Якуты, — несомненно, одно из самых интеллигентных и энергичных инородческих племен Сибири, — находятся в самых многоразличных отношениях к русским. Из среды якутов выходят самые искусные ремесленники Якутска, самые выносливые его рабочие и вся разнородная мужская и женская прислуга. Обладая большими стадами рогатого скота, они не только снабжают город мясом, маслом, а равно и кожей, необходимой для упаковки отправляемых отсюда товаров, но и отправляют еще довольно большое количество этих продуктов на далекие расстояния. Владея множеством хороших лошадей, якуты могут брать на себя перевозку купеческих и казенных транспортов в самые отдаленные места севера и востока и сумели, таким образом, стать необходимыми для торгового сословия.
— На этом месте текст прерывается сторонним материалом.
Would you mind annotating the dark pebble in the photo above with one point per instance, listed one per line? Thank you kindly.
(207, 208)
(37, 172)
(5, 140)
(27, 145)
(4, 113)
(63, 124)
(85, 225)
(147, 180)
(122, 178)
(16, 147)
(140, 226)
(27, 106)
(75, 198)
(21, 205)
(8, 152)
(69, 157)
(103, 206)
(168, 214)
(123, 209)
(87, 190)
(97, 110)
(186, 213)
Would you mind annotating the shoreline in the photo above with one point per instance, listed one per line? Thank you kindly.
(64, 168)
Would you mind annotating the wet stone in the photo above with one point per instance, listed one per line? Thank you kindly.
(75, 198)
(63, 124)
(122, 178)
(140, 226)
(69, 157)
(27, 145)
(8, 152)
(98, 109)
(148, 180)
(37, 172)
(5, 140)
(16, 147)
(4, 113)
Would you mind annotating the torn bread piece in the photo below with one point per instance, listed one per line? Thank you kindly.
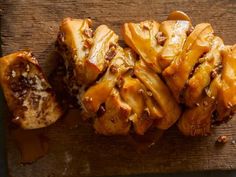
(114, 116)
(197, 120)
(144, 109)
(177, 73)
(28, 94)
(176, 33)
(73, 43)
(100, 91)
(145, 39)
(226, 106)
(208, 68)
(103, 49)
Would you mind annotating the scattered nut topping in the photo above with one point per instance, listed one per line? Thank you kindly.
(88, 43)
(111, 53)
(27, 68)
(145, 26)
(141, 91)
(201, 60)
(16, 119)
(101, 110)
(120, 82)
(13, 73)
(147, 111)
(222, 139)
(113, 69)
(160, 38)
(213, 74)
(24, 74)
(61, 37)
(88, 32)
(88, 99)
(205, 103)
(149, 93)
(190, 30)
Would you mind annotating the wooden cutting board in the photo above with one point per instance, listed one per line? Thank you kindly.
(77, 152)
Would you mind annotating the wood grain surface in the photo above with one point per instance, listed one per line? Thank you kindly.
(33, 24)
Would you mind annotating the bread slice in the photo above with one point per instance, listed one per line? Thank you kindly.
(28, 94)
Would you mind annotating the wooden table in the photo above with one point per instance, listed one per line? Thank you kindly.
(34, 24)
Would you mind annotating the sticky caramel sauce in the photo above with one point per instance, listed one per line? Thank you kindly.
(179, 15)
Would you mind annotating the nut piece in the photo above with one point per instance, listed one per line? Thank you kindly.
(160, 38)
(88, 32)
(222, 139)
(111, 53)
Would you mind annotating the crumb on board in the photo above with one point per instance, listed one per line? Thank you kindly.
(222, 139)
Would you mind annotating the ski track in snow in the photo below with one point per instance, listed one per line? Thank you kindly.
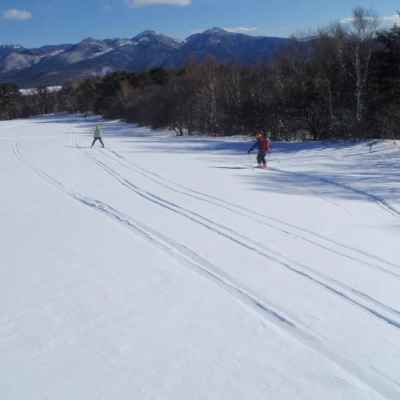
(268, 313)
(283, 227)
(271, 314)
(340, 289)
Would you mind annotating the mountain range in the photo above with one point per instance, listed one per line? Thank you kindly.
(58, 64)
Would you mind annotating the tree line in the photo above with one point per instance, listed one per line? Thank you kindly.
(341, 83)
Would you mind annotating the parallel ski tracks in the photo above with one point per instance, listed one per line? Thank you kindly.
(356, 297)
(360, 256)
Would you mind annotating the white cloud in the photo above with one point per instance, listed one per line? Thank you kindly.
(19, 15)
(144, 3)
(242, 29)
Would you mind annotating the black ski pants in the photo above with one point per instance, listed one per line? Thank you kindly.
(97, 139)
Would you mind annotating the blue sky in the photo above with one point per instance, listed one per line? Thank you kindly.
(38, 22)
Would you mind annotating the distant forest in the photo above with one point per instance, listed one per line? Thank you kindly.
(341, 83)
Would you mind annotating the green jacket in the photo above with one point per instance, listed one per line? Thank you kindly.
(97, 132)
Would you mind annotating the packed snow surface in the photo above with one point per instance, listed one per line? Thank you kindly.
(170, 268)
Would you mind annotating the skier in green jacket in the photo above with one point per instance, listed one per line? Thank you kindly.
(97, 136)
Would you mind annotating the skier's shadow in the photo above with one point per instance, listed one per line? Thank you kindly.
(231, 168)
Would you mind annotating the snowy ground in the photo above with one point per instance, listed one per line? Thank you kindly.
(169, 268)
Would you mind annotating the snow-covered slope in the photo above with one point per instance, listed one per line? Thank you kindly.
(169, 268)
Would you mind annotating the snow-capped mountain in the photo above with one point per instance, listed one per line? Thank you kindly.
(54, 65)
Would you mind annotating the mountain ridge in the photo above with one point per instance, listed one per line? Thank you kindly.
(58, 64)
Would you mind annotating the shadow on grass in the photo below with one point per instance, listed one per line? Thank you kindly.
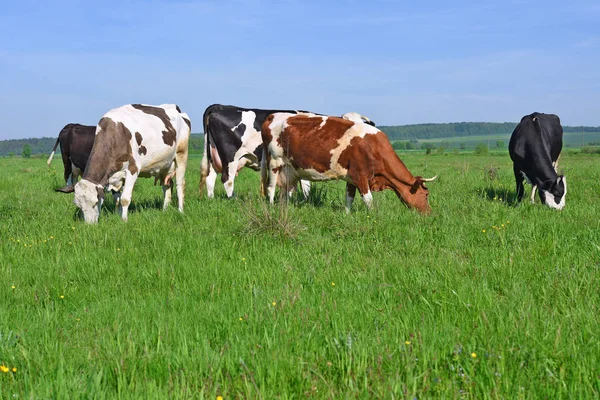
(503, 195)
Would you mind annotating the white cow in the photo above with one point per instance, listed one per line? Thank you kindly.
(134, 141)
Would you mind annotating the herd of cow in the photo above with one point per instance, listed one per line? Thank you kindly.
(288, 146)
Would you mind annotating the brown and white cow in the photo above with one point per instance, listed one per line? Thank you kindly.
(134, 141)
(322, 148)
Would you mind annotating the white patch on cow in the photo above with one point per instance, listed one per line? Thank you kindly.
(86, 198)
(323, 122)
(533, 190)
(251, 140)
(349, 201)
(368, 199)
(549, 197)
(356, 130)
(305, 185)
(159, 159)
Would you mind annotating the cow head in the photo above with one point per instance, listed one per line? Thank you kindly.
(89, 197)
(417, 196)
(555, 194)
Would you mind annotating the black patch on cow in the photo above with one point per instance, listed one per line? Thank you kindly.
(138, 138)
(111, 150)
(169, 135)
(240, 129)
(188, 122)
(76, 142)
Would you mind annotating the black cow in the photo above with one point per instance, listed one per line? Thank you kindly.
(232, 140)
(233, 136)
(534, 147)
(76, 142)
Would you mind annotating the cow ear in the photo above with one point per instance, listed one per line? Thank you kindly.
(66, 189)
(417, 184)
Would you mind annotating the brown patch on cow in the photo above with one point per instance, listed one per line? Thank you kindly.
(112, 148)
(311, 144)
(188, 122)
(169, 135)
(138, 138)
(132, 167)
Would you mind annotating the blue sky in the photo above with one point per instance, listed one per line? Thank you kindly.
(396, 62)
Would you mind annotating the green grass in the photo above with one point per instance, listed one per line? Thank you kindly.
(310, 303)
(570, 139)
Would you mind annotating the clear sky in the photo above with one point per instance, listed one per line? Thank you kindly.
(397, 62)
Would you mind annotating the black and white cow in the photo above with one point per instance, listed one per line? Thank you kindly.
(232, 140)
(134, 141)
(76, 143)
(534, 148)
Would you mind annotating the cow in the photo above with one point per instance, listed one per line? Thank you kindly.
(231, 141)
(356, 117)
(76, 143)
(534, 148)
(133, 141)
(323, 148)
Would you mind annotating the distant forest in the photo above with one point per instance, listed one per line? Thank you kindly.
(402, 132)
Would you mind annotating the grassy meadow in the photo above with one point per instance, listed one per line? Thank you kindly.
(481, 299)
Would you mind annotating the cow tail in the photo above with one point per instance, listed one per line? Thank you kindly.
(53, 151)
(205, 164)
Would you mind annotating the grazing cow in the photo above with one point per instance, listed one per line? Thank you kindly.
(134, 141)
(534, 148)
(322, 148)
(231, 141)
(76, 143)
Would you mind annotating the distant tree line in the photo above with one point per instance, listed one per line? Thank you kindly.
(407, 133)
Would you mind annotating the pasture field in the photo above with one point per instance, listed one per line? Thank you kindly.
(481, 299)
(570, 140)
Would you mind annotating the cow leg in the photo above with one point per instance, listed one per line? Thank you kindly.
(210, 180)
(68, 170)
(533, 190)
(519, 181)
(232, 169)
(350, 193)
(305, 188)
(180, 167)
(75, 173)
(127, 191)
(167, 194)
(274, 169)
(117, 198)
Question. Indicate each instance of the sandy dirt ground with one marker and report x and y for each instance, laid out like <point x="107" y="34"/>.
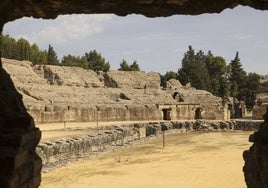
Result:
<point x="189" y="160"/>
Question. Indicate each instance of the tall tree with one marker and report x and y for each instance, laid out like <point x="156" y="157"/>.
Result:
<point x="96" y="62"/>
<point x="134" y="66"/>
<point x="52" y="58"/>
<point x="124" y="66"/>
<point x="237" y="77"/>
<point x="37" y="56"/>
<point x="77" y="61"/>
<point x="217" y="73"/>
<point x="23" y="48"/>
<point x="248" y="93"/>
<point x="169" y="75"/>
<point x="193" y="69"/>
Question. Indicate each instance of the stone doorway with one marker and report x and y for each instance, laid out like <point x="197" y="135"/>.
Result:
<point x="166" y="114"/>
<point x="198" y="113"/>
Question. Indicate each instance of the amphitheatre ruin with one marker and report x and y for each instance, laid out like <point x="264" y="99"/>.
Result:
<point x="134" y="101"/>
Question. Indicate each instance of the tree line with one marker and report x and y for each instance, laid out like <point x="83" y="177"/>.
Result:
<point x="22" y="50"/>
<point x="212" y="73"/>
<point x="202" y="71"/>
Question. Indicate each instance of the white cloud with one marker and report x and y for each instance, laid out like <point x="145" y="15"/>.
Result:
<point x="69" y="27"/>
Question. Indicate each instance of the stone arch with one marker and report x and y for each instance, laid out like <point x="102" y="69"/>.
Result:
<point x="17" y="128"/>
<point x="198" y="112"/>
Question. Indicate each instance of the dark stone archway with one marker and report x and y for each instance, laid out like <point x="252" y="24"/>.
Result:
<point x="19" y="164"/>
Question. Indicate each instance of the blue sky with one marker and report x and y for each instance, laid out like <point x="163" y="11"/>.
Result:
<point x="158" y="44"/>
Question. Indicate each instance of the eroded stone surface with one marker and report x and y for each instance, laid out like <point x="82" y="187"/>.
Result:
<point x="58" y="94"/>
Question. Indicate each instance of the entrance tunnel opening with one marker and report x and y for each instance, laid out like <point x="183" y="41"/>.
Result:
<point x="166" y="113"/>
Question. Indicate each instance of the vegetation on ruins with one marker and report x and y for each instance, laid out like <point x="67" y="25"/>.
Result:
<point x="169" y="75"/>
<point x="96" y="62"/>
<point x="22" y="50"/>
<point x="52" y="58"/>
<point x="211" y="73"/>
<point x="124" y="66"/>
<point x="203" y="71"/>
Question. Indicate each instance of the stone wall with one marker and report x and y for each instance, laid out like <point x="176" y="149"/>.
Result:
<point x="72" y="94"/>
<point x="60" y="151"/>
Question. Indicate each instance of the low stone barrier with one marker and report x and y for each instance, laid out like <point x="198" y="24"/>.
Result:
<point x="66" y="149"/>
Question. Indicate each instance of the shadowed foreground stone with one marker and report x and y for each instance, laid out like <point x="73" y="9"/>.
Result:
<point x="19" y="164"/>
<point x="256" y="158"/>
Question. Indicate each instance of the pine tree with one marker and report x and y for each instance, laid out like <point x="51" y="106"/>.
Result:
<point x="193" y="69"/>
<point x="96" y="62"/>
<point x="237" y="77"/>
<point x="52" y="58"/>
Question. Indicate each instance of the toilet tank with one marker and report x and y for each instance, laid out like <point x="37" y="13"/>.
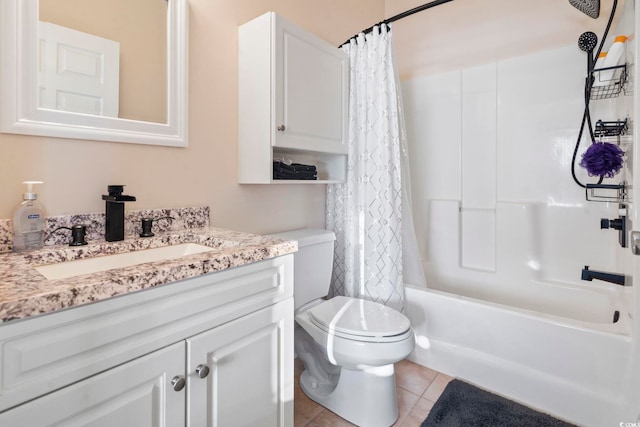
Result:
<point x="312" y="264"/>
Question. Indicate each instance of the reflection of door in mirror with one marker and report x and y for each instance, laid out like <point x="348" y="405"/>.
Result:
<point x="140" y="28"/>
<point x="77" y="72"/>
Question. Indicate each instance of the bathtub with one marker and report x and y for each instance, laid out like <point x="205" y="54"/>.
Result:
<point x="570" y="360"/>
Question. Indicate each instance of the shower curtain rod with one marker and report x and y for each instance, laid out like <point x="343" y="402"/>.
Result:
<point x="402" y="15"/>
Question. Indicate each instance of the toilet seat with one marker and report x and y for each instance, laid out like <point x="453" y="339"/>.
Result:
<point x="360" y="320"/>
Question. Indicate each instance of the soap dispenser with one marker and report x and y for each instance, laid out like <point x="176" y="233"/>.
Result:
<point x="29" y="221"/>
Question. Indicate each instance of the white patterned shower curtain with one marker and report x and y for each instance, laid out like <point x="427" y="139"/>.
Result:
<point x="371" y="212"/>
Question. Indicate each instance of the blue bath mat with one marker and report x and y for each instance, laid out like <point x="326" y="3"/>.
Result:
<point x="462" y="404"/>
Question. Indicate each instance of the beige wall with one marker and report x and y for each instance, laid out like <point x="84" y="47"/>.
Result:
<point x="140" y="28"/>
<point x="76" y="173"/>
<point x="463" y="33"/>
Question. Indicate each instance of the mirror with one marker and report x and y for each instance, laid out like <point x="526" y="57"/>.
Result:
<point x="148" y="109"/>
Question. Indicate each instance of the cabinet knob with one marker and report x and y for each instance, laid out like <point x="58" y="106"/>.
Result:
<point x="178" y="383"/>
<point x="202" y="370"/>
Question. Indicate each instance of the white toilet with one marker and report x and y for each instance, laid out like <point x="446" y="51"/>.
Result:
<point x="348" y="345"/>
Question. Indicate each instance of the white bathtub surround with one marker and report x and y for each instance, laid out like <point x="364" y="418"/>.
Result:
<point x="365" y="212"/>
<point x="504" y="233"/>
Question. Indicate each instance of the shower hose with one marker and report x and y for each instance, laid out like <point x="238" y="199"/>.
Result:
<point x="586" y="116"/>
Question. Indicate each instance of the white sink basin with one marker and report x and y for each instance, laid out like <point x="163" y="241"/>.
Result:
<point x="66" y="269"/>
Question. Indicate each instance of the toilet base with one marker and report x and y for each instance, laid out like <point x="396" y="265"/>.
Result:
<point x="365" y="397"/>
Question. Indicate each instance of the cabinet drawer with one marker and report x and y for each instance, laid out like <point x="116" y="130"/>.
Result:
<point x="138" y="393"/>
<point x="42" y="354"/>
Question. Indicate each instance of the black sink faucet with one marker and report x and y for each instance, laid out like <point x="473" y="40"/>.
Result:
<point x="589" y="275"/>
<point x="114" y="223"/>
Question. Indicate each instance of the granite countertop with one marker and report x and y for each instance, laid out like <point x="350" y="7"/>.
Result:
<point x="24" y="292"/>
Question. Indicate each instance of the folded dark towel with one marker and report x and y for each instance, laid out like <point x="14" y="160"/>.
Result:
<point x="294" y="171"/>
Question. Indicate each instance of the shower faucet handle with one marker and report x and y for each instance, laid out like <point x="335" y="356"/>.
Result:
<point x="616" y="224"/>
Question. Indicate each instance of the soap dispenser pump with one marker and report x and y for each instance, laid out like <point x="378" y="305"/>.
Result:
<point x="29" y="221"/>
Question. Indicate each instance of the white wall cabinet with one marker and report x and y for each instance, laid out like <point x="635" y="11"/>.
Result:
<point x="192" y="353"/>
<point x="293" y="101"/>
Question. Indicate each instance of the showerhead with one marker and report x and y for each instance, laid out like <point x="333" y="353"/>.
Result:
<point x="587" y="41"/>
<point x="588" y="7"/>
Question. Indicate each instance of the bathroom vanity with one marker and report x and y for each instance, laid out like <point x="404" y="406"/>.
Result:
<point x="203" y="339"/>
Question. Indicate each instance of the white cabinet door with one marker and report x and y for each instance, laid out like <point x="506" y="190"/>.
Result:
<point x="250" y="378"/>
<point x="136" y="394"/>
<point x="311" y="79"/>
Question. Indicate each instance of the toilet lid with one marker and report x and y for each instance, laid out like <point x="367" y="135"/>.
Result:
<point x="359" y="319"/>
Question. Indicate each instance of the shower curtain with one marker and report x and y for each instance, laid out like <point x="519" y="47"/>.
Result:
<point x="376" y="250"/>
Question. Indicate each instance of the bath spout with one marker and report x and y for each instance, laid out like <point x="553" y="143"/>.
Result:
<point x="589" y="275"/>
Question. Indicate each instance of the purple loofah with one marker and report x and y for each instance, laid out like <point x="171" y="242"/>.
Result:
<point x="602" y="159"/>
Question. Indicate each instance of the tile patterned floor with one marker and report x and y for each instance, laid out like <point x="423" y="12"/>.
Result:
<point x="417" y="389"/>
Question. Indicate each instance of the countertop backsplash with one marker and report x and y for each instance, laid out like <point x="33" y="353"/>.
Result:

Народ этот главным образом концентрируется на значительном протяжении вокруг Якутска, но встречается также разбросанным и в очень отдаленных отсюда местах. От Олекминска до устья Лены, затем по притоку Лены — Вилюю, где во время завоевания Сибири русские впервые столкнулись с якутами, далее — по низовьям системы Алдана, весь край — чисто якутский. Кроме того, якуты со своими стадами скота и табунами лошадей занимают также системы Яны и Индигирки, отчасти вытеснив оттуда юкагиров. Они встречаются даже до Колымска, хотя и перемешаны здесь с юкагирами и тунгусами. Сильно развитая наклонность к странствующей жизни заносит их еще далеко за эти дальние пределы: якутов, пользующихся особенно славою хороших плотников, не редко нанимают для построек в Охотск, Аян, Петропавловск и даже на Ситху.